Maksym Yemelianov: Rund dreißig. Dazu gibt es noch vier Generalkonsulate – in Düsseldorf, Hamburg, Frankfurt am Main und München.

Mit welchen Parteien kommunizieren Sie nicht?

Mit denen, die Russlands Interessen im Bundestag vertreten. Ich meine zuerst die AfD, aber leider muss ich anmerken, dass das manchmal auch auf die Linke zutrifft.

Und mit welchen Parteien besonders viel?

Parteiübergreifend mit Leuten aus der Außen-, Sicherheits- und Wirtschaftspolitik. Wir haben regelmäßigen Austausch sowie die volle Unterstützung von allen drei Ampelparteien, aber auch von der größten Oppositionskraft CDU/CSU.

Warum sollte Deutschland Waffen an Ihr Land liefern?

Der sensibelste Punkt der europäischen Sicherheit befindet sich derzeit in der Ukraine. Deutsche Waffenlieferungen fördern deshalb die gesamte europäische Sicherheit und sie helfen dabei, viel Leid der ukrainischen Zivilbevölkerung zu verhindern. „Wer, wenn nicht wir, könnte Europas Werte schützen und verteidigen, im Innern wie nach außen?“, sagte Ihr Bundeskanzler in Prag, und ich kann hier nur zustimmen. Die Ukraine verteidigt nicht nur die Ukraine, sondern die europäische Demokratie.

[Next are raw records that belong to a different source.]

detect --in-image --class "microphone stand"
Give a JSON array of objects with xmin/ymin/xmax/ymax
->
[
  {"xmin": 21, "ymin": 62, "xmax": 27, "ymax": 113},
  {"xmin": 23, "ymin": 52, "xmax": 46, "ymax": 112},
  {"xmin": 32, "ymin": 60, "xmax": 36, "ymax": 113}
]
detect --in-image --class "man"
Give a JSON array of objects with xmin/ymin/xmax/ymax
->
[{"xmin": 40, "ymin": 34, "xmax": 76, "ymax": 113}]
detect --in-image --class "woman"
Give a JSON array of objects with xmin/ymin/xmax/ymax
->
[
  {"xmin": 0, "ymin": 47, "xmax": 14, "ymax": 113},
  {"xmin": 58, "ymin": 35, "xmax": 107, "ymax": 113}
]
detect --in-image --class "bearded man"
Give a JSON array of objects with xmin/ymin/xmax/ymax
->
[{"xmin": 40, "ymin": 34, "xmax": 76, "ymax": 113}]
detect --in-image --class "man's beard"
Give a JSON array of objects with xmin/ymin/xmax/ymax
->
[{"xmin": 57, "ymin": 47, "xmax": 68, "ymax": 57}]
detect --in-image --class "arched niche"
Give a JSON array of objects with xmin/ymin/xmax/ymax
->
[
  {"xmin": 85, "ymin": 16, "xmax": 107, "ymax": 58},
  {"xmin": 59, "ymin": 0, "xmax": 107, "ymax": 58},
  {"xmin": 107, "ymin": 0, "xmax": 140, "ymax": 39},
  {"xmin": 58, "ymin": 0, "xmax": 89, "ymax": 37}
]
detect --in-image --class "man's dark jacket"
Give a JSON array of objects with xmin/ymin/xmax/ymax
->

Und wenn Deutschland dabei bleibt, wenig zu liefern?

Dann muss Deutschland trotzdem eine führende Rolle übernehmen.

In welchem Bereich?

Deutschland ist entscheidend bei der EU-Integration der Ukraine, beim Wiederaufbau des Landes und bei den Sanktionen gegen Russland. In diesen Bereichen darf es keine Zögerlichkeit geben. Gerade auf den Wiederaufbau legen wir große Hoffnungen und warten gespannt auf die internationale Expertenkonferenz zum Wiederaufbau der Ukraine, die Herr Scholz für Ende Oktober angekündigt hat.

Ist es derzeit schwer, in Deutschland als ukrainischer Diplomat zu arbeiten, weil Deutschland so zaghaft handelt?

Ich habe vorher als Diplomat in Großbritannien gearbeitet. Das war einfacher. In Deutschland ist es schwerer, aber dadurch auch interessanter.

Gibt es deutsche Politiker:innen, die ihre Meinung geändert haben?

Nicht nur das. Einige kamen in den ersten Tagen der Invasion zu uns in die Botschaft und haben geweint.

Warum?

Weil sie sich verschätzt hatten. Sie hatten uns im Januar und Februar immer wieder versichert, dass Putin nicht angreifen werde, dass er nur seine Verhandlungsposition verbessern, dass er nur seine Waffen zeigen wolle. Davon waren fast alle überzeugt und das haben sie uns immer wieder gesagt. Wir haben das anders gesehen. Für uns war die Gefahr schon immer viel realer, auch deshalb, weil wir uns bereits seit 2014 mit Russland im Krieg befinden. Das wussten in Deutschland die wenigsten. Als die groß angelegte Invasion dann doch stattfand, ist offensichtlich geworden, wie falsch das deutsche Bild von Putin war. Er wurde militärisch und moralisch überschätzt und die Ukraine wurde vom Westen unterschätzt. Dieses falsche Bild wurde seit Februar etwas geradegerückt.

Der Krieg wird bereits mehrere Monate geführt. Gibt es Ermüdungserscheinungen?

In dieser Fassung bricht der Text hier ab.